Lake Minnewanka Trail: A message from the Bow Valley Mountain Bike Alliance

For Immediate Release: 03-23-11
Bow Valley Mountain Bike Alliance
Contact: info[at]

Beginning this summer, the Lake Minnewanka Trail in Banff National Park will see a seasonal closure that will affect all mountain bikers. In the last several years there have been a number of incidents on this trail during the summer berry season that have brought people, hikers and bikers, in contact with bears. Out of a concern for public safety, and in consultation with the BVMBA , Parks Canada has decided to implement a seasonal closure, similar to ones put in place elsewhere in the Park where there has been a history of bear encounters during the berry season. The plan, from Parks Canada and supported by the BVMBA, will mean that this trail is closed to all riders from July 10th to September 15th.

We believe that trail closures should be a last resort option and at least, thankfully, this is a seasonal closure so we can all enjoy this gem of a trail in May and June as well as the fall season once the berries have finished. We hope all mountain bikers will support this closure and spread the word to all your friends and fellow riders. We really want to get this information out to all riders before they plan an outing that includes Lake Minnewanka.

During this summer berry period, hikers will be allowed to use the trail but they must be in minimum group sizes of 4 people, at least one of which must be carrying bear spray and hikers will not be allowed to have dogs accompany them. Science has demonstrated that hikers in tight groups of 4 have a good safety record while travelling through bear country. This group of 4 approach has been used successfully in the Moraine Lake and Paradise Valley area near Lake Louise for some ten years or more. Initially it was a minimum group size of 6 but has been successfully reduced to 4 in recent years. Unfortunately for cyclists, travelling in tight groups on a narrow singletrack trail that has many limited sightlines is not a realistic option and has no proven science to support it.
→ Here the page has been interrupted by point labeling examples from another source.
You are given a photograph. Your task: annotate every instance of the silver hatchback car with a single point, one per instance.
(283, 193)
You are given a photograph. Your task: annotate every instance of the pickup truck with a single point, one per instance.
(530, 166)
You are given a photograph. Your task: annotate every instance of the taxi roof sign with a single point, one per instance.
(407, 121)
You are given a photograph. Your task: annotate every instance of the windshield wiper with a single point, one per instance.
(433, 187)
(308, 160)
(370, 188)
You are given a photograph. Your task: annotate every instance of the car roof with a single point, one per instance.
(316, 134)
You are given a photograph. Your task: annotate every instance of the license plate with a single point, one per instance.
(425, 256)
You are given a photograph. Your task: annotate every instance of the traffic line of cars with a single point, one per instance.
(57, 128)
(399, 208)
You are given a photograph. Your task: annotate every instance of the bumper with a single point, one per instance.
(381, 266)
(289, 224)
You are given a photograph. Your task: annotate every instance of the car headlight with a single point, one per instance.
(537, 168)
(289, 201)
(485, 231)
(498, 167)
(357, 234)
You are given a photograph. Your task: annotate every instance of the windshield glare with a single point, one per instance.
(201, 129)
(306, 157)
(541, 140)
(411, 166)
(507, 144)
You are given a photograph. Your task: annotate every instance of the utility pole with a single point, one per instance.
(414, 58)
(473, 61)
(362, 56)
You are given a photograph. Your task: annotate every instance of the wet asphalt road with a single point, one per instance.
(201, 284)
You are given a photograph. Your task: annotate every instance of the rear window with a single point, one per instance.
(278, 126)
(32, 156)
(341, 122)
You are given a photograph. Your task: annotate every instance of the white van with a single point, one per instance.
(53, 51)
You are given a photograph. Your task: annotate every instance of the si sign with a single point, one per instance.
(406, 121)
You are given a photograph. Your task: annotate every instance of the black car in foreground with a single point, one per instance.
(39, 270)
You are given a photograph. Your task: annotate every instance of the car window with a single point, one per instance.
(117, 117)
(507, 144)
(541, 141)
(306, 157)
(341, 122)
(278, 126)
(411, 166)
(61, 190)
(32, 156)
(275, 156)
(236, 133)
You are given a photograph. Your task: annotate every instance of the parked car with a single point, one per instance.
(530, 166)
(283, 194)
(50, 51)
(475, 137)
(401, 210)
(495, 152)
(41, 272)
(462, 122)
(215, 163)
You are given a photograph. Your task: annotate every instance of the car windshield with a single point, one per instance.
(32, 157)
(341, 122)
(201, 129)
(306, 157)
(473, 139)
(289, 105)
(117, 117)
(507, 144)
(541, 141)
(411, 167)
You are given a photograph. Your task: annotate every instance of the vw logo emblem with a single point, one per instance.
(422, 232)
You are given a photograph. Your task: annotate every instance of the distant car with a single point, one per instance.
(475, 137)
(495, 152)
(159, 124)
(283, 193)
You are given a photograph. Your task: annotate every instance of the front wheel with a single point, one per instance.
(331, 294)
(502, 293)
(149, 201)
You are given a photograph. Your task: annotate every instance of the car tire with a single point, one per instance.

Parks Canada has put a considerable amount of thought into the timeframe that the closure will cover and has based their decision on a lot of video and camera data that they have collected. The buffaloberries (shepherdia) that are the attractant here for bears are a vital food source for them to build up the huge fat reserves they need to successfully go through their long hibernation period.

There are many options for riders that can be a great alternative to Minnewanka. The newly developed and signed trail system on the Tunnel Mountain bench is one example. Perhaps Rundle Riverside or Goat Creek trails could be what you are looking for or one of any number of very excellent singletrack trails in the Canmore area or within Canmore Nordic Centre. In the last two years the Nordic Centre has undertaken an extensive program of trail building and sign installation.

We thank you for your anticipated co-operation and support for what is trying to be accomplished on the Minnewanka Trail. As always, before you plan any ride in Banff National Park, or any other National Park, check the latest trail updates on Parks Canada's website or visit one of their visitor centres just to make sure there is no information with regards to trail conditions, wildlife activity, etc that you need to be aware of before you decide on a trail to use.